Hi all
I'm new to this forum but I think I need some help/advice. My DS is nearly 5 months and ever since he was born (even probably a little bit in pregnancy) I have really bad health anxiety with myself. Any little thing I think the worst case scenario and I'm petrified. I've had a 8 week course of CBT which didn't really help. I hardly sleep as I'm exclusively BF and he still feeds every 2 hours or wakes in-between for his dummy so I'm constantly up. I feel dizzy all the time and it must be to do with lack of sleep but it's scaring me. I'm not googling because I'll go down a dark hole.
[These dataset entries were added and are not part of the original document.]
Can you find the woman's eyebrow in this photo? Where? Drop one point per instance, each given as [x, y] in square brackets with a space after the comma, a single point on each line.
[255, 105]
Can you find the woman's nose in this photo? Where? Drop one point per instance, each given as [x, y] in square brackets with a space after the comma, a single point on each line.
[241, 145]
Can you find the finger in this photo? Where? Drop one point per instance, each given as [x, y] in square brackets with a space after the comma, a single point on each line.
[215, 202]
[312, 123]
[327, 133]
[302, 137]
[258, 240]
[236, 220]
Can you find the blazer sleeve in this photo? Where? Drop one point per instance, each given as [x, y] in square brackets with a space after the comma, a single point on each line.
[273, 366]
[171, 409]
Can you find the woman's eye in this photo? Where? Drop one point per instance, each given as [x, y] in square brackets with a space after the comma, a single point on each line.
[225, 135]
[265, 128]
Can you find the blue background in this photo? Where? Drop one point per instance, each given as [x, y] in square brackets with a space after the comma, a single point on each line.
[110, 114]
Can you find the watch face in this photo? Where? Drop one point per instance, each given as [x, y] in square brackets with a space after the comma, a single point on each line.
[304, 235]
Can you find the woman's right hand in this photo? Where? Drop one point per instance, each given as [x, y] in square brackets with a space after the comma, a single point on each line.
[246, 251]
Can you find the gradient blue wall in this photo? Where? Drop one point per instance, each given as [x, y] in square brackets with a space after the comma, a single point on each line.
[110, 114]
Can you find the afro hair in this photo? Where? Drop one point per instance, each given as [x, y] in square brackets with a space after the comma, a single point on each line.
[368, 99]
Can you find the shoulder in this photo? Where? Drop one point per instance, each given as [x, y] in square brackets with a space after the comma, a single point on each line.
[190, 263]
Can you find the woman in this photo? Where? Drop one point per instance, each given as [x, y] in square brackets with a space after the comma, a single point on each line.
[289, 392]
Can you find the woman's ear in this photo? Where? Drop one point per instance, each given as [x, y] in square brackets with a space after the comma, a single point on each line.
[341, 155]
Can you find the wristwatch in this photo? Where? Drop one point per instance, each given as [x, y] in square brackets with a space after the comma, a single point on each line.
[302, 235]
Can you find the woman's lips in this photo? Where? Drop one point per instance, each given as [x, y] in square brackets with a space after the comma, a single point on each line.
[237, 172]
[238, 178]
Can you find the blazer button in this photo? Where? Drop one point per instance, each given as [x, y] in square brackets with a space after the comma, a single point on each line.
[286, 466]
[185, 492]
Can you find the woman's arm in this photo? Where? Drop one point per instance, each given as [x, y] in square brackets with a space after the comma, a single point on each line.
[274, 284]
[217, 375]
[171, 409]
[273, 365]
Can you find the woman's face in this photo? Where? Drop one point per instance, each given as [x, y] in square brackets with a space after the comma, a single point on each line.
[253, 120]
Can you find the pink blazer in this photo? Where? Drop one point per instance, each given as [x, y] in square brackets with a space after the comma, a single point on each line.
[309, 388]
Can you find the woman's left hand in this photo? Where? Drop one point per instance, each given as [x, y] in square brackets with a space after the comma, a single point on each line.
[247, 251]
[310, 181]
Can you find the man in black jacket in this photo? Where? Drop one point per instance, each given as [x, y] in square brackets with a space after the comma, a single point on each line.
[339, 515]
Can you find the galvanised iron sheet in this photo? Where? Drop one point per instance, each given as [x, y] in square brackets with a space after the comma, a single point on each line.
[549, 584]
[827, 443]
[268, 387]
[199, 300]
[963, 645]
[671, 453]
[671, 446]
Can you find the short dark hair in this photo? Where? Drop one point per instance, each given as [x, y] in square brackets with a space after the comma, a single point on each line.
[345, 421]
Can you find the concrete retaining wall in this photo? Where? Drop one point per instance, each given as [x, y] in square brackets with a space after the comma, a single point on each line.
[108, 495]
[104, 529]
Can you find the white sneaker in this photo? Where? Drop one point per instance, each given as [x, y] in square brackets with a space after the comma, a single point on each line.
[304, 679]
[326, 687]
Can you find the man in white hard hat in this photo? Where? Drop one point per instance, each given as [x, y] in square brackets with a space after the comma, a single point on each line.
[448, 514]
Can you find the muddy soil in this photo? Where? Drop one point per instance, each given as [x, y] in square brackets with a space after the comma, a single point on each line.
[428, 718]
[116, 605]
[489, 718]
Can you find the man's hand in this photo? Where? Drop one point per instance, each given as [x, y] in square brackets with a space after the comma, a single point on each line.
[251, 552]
This all started probably because I woke up paralysed last November and got to a and e where they dipped my urine and found out I was pregnant as well. They initially told me it was MS then 4 months later after a repeated MRI the consultant said it was a one off episode and not MS. Since all this I've been awful with anxiety, I've never had anxiety before. I'm not medicated and not a massive fan to take meds either especially as I'm exclusively BF.
I'm just wondering if anyone had this postnatal? I'm living in a constant fear, Ive gone off food but I am forcing myself to eat for BF and I am loosing weight which scares me as well but it's probably because I'm not eating as much and he's constantly feeding off me. Obviously lack of sleep doesn't help either.